Discussion
Niche partitioning is probably the most commonly cited mechanism to explain coexistence in diverse communities, including herbivores (Prins & Olff 1998; Arsenault & Owen-Smith 2011; Macandza et al.2012a; Pansu et al. 2019). We showed that the stabilizing effect of partitioning is sufficient to maintain diversity of herbivore communities, even over-compensating for differences in species’ fitness. The majority of populations we studied experienced niche partitioning that averaged around 70% more than necessary to satisfy coexistence conditions. Thus, while coexistence is not possible in its absence, the amount of partitioning that occurs is excessive given the relatively small fitness differences between species.
An excess of niche partitioning has previously been demonstrated for some plant communities (Adler et al. 2010), and our results for mammalian herbivores suggest that over-stabilization may be a general ecological phenomenon. High levels of resource niche partitioning have been found in a number of herbivore communities (Gordon & Illius 1989; Hopcraft et al. 2012; Kartzinel et al. 2015; and others), although there are also instances where such niche structure is absent (Prins et al. 2006; de Iongh et al. 2011). Our study considers multiple assemblages simultaneously, and thus confirms that widespread partitioning is the norm, even if there are cases where it is less pronounced. Moreover, our results probably underestimate the full extent of resource partitioning that exists, because isotopic niches do not capture the complete array of herbivore trophic niches. Herbivores utilize different plant species, plant organs of varying nutritional value, sward or canopy heights, or microhabitats (Bell 1971; Demment & Van Soest 1985; du Toit 1990; Cromsigt & Olff 2006; Arsenault & Owen-Smith 2008; Kleynhans et al. 2011; Macandza et al.2012b; Kartzinel et al. 2015), but these factors do not vary systematically in isotopic compositions in our study systems (Codronet al. 2013).
Over-stabilization implies that niche partitioning has other ecological benefits besides facilitating coexistence. Elevated population growth rates could act as a buffer against competitive exclusion under variable environmental conditions. Even species with positive population growth rates can go locally extinct due to demographic and environmental stochasticity (Pande et al. ; Lande 1993; Adler & Drake 2008). So, rather than simply being a condition for coexistence, niche partitioning could confer demographic resilience to populations to avoid stochastic extinctions. Here, we aimed only to quantify stabilizing effects, and so our simulations are based on models that are purely deterministic. Incorporating stochasticity, especially for herbivores whose life cycles are longer than the timescales of most environmental variations, appears to be a promising step towards resolving how an excess of niches evolves.

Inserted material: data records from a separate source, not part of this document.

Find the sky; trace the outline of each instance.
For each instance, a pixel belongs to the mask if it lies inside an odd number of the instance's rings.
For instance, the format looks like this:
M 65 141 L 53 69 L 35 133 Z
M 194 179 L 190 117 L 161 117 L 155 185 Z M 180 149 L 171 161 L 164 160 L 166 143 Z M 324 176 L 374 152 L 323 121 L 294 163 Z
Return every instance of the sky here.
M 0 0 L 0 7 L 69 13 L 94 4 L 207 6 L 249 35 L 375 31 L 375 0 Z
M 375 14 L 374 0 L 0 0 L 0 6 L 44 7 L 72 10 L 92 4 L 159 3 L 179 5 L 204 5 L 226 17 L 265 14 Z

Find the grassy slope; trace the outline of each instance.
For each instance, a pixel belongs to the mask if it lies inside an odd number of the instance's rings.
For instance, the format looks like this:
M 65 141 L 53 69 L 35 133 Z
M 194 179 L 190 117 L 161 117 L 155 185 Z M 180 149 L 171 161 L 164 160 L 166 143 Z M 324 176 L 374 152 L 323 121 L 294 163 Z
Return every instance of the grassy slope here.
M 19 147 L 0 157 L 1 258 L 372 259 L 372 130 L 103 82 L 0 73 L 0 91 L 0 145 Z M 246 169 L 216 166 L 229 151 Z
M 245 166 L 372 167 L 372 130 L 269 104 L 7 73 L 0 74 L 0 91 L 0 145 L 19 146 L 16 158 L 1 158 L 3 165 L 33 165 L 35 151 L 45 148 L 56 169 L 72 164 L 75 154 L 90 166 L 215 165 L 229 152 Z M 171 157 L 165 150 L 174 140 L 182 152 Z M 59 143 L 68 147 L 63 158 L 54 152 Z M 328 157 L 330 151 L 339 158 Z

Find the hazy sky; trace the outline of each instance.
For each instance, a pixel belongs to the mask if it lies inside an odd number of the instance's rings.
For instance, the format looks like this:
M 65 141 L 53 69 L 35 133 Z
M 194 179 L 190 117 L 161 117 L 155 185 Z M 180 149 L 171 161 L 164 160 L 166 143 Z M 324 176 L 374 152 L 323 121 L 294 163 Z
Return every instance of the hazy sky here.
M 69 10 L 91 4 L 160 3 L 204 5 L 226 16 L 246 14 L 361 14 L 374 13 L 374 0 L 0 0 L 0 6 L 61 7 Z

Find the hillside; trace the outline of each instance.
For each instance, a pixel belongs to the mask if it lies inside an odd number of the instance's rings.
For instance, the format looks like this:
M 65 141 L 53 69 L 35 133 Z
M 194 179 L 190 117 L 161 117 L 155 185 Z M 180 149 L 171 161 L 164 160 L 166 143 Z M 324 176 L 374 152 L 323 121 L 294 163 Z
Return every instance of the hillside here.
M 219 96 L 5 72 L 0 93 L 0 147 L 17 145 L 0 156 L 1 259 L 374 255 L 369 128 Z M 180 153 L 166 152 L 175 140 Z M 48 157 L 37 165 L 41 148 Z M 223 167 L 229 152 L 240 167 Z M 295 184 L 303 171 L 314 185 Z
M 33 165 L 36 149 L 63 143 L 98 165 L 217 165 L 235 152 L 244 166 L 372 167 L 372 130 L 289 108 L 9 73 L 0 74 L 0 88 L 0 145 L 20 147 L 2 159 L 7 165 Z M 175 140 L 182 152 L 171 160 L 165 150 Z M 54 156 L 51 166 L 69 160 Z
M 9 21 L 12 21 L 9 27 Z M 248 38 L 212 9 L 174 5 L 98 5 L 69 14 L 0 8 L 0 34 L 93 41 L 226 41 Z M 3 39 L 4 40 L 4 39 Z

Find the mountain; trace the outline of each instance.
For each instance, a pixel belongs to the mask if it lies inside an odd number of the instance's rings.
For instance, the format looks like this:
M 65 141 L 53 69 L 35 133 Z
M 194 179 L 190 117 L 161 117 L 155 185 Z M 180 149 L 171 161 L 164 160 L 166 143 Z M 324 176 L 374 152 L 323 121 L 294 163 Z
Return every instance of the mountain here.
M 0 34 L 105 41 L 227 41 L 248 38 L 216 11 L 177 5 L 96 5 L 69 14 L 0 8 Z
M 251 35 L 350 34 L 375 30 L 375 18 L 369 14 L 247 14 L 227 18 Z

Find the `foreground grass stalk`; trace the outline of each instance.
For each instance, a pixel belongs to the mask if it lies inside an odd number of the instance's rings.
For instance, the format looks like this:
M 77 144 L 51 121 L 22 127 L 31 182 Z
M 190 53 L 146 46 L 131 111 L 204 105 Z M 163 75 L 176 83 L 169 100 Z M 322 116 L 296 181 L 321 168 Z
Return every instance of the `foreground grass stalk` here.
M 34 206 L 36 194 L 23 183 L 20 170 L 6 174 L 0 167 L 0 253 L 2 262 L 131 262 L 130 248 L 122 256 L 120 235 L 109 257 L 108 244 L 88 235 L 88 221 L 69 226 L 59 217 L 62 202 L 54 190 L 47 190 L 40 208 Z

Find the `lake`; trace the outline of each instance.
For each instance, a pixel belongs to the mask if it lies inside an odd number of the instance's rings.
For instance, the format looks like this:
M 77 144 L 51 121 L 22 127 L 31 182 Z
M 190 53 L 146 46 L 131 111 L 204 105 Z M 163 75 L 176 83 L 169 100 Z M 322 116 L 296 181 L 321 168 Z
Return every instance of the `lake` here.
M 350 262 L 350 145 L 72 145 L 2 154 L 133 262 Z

Fitness equivalence seems to affect herbivore coexistence more than niche partitioning. In our study, species’ intrinsic reproductive rates were broadly similar over the range of body sizes considered (~40 to 600 kg), ensuring that coexistence is possible over virtually the full range of niche overlaps that occurred. We propose that evolutionary constraints linked to herbivory act to equalize fitness. One thing all herbivore species do better than other animals is exploit vegetation as a resource. Their unique morphological and physiological characteristics related to perception, ingestion, and digestion, enable them to extract sufficient energy from this low quality resource in ways that other animals cannot (Foose 1982; Van Soest 1994; Clauss et al. 2008). Further, many of these traits have been linked not only with differences in botanical composition of the diet (reviewed in Codron et al. 2019), but also to species’ competitive abilities within particular diet niches (Murray & Illius 2000; Codron & Clauss 2010; Pansu et al. 2019). Such life history traits, along with reproductive parameters, are by definition the ultimate proxies for fitness. In the ecophysiological literature, however, most traits are considered in a functional perspective that assumes a certain interplay between form and function will result in a fitness advantage (Janis & Ehrhardt 1988; Murray & Illius 2000; Codronet al. 2008; Fraser & Theodor 2011). But, it is becoming increasingly clear that i) morphophysiological traits do not necessarily preclude particular diet niches, and ii) specific features evolve alongside others, reducing trade-off costs in a way that enables species to be, often, as adept at extracting resources from a given niche as their competitors (Codron & Clauss 2010; Fraser & Rybczynski 2014; Codron et al. 2019).
Equality in fitness is more likely among species within clades than between them. Bursts of adaptive radiations occur within clades (Schluter 2000), either due to invasion of new niches or due to incumbent replacement (Rosenzweig & McCord 1991), and reproduction-related life history fitness emerges as a major characteristic of clades with little differentiation of species within taxa (Clauss et al. 2020). Coexistence is thus biased towards multiple species of a specific clade rather than species from multiple clades. In our case, the dominating taxa are ruminants. Expanding similar analyses to include additional taxa, such as rhinoceroses, elephants, and rodents, could possibly help identify further characteristics required to allow coexistence in the presence of niche overlap.